According to Gallagher, two psychologists told him the only reason he was sent to St. Luke's was for political reasons, and that otherwise he would've simply received spiritual direction for his problems.

It didn't help that while at St. Luke's, Gallagher made unflattering comments about higher-ups in New York, at one point wondering aloud why he was being kept at St. Luke's for treatment of homosexuality, when Msgr. Gregory Mustaciuolo, the Vicar General, and Msgr. Michael Hull, a Scripture professor at St. Joseph's Seminary, did not have to undergo similar treatment. Persistent and longstanding rumors, supported by various sources had swirled around the two priests suggesting an intimate relationship that had been protected by former archbishop Cdl. Edward Egan.

As reported by Church Militant, Michael Hull was an up-and-coming "golden boy" of the New York archdiocese and was given charge of the Fulton J. Sheen Center. Hull absconded in 2013, reportedly leaving Mustaciuolo heartbroken. Hull is now a married Episcopalian pastor living in Scotland, with a wife considerably younger than him by decades.

Gallagher does not defend his actions. He readily admits everything that has happened to him is his fault. But he wonders why the archdiocese has pursued his case so severely when it has given priests who have committed far worse improprieties a second chance and, at times, lucrative positions.

He notes Msgr. James White, a rector at a minor seminary, was found with cocaine in his car. Also, Fr. John Wolsey, who went to prison for stealing money, was returned to active duty upon his release.

Father William Damrouth caused the break-up of a marriage after having an affair with a woman. Damrouth avoided being sent to St. Luke's for treatment and instead was transferred to another parish, where he proceeded to hit on women, according to Gallagher. More than this, Damrouth allegedly committed many financial improprieties, charging the parish with personal items amounting to at least $6,000, according to an internal audit.

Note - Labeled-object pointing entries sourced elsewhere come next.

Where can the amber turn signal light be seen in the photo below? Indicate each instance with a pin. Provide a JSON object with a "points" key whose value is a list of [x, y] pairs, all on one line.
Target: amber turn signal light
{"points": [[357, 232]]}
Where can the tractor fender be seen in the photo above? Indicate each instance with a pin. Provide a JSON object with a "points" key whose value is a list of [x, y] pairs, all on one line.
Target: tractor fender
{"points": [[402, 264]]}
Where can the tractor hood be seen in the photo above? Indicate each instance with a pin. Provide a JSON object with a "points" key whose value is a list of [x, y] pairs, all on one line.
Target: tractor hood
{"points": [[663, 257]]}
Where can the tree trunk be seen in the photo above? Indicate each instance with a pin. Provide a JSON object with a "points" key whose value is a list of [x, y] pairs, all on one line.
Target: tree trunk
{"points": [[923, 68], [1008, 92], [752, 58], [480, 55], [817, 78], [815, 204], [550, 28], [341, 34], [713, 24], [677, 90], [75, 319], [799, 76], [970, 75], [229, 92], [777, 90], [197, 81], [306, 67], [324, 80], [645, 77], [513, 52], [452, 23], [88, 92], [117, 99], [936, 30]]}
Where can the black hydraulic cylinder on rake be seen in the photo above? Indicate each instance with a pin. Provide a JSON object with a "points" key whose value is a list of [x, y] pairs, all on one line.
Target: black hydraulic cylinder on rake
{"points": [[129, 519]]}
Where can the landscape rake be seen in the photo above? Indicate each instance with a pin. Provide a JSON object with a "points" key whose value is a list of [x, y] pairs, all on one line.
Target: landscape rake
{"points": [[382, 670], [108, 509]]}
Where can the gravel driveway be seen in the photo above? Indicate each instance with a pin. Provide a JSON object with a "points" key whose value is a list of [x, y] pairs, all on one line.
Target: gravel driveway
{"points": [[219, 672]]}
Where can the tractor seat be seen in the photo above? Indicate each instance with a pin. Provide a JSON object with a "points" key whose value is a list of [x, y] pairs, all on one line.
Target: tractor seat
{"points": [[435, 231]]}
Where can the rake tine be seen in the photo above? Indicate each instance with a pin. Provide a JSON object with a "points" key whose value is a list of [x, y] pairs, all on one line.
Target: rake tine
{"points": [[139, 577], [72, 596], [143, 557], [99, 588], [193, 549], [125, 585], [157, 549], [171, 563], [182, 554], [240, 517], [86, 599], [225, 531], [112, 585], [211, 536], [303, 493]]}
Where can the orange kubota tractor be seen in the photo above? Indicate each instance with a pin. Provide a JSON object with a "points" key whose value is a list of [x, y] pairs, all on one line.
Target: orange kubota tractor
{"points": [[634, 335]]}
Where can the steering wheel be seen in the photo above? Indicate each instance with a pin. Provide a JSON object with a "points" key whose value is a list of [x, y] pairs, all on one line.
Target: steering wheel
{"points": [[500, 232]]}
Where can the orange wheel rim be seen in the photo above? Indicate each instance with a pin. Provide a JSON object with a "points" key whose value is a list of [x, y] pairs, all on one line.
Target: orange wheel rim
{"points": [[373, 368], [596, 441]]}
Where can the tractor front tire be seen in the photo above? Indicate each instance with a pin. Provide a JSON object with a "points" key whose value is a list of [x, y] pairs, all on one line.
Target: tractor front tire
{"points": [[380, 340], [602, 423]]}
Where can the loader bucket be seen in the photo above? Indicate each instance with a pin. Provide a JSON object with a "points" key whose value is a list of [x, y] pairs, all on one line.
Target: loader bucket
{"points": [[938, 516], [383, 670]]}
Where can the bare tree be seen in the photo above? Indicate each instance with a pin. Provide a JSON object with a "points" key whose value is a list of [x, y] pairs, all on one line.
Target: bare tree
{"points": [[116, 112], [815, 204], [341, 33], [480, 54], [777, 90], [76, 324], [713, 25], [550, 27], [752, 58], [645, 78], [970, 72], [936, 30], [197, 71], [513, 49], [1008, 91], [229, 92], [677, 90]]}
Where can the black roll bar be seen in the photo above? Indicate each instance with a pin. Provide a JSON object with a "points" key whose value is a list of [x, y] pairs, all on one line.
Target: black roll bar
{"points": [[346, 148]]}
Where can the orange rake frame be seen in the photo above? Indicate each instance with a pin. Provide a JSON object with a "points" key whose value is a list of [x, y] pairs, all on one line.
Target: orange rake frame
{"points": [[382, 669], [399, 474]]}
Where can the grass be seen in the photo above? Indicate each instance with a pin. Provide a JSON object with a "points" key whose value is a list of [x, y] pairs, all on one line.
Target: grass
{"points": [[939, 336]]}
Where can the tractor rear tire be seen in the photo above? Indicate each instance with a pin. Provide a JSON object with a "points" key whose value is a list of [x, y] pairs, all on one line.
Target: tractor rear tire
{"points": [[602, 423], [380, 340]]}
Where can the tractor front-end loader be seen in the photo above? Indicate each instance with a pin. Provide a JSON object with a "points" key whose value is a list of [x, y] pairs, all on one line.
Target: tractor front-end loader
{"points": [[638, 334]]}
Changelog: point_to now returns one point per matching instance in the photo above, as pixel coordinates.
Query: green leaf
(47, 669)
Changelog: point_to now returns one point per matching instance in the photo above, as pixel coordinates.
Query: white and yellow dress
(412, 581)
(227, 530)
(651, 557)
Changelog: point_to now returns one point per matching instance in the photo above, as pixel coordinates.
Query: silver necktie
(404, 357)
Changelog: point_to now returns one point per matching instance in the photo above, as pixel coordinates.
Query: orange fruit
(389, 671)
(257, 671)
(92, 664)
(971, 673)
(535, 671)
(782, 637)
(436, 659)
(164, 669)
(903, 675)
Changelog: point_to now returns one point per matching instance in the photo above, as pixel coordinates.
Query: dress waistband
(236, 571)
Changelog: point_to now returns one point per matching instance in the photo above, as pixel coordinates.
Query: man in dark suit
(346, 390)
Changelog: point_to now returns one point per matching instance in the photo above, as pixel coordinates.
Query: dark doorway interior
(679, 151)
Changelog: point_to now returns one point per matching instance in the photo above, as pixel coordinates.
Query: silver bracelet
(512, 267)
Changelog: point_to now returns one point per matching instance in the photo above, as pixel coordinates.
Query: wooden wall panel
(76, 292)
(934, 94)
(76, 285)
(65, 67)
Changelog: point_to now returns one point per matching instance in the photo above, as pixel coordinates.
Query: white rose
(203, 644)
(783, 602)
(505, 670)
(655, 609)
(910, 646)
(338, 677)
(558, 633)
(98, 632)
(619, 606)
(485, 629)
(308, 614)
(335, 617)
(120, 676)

When Gallagher reported this to Mustaciuolo, a check from the archdiocese was immediately sent to the parish for $6,000, and nothing else ever came of it.

The most egregious example is that of Fr. Peter Miqueli, accused of embezzling $1 million from his parish for his gay-for-pay prostitute — all allegedly with the knowledge and protection of Mustaciuolo, a good friend of Miqueli's. Cardinal Dolan had been aware of the accusations against Fr. Miqueli for about two years, but it wasn't until after a lawsuit filed by parishioners against the archdiocese that Miqueli was finally forced to step down. Even so, the archdiocese has refused to laicize him.

"How can the main[stream] press not pick this up?" he wondered incredulously about the many scandals that have arisen over the tenures of Cdls. Egan and Dolan. "Who had the power?"

The laicized priest yearns for strong leadership. "The archdiocese of New York needs men," he said. When the archdocese was led by John O'Connor, the archbisop "was a man. He was a holy man. I can't say that now [of Dolan], of whom he has harsh words: "You're the cardinal archbishop of New York. Act like it!"

"Support your priests. Defend your priests. Lead your priests. Don't just throw them out there," he insisted.

"A good shepherd does not run behind his flock," he remarked. "When an enemy comes, a good shepherd runs out to protect them. A hired boy runs behind. [Cardinal Dolan] ran behind. He pushed me right out there."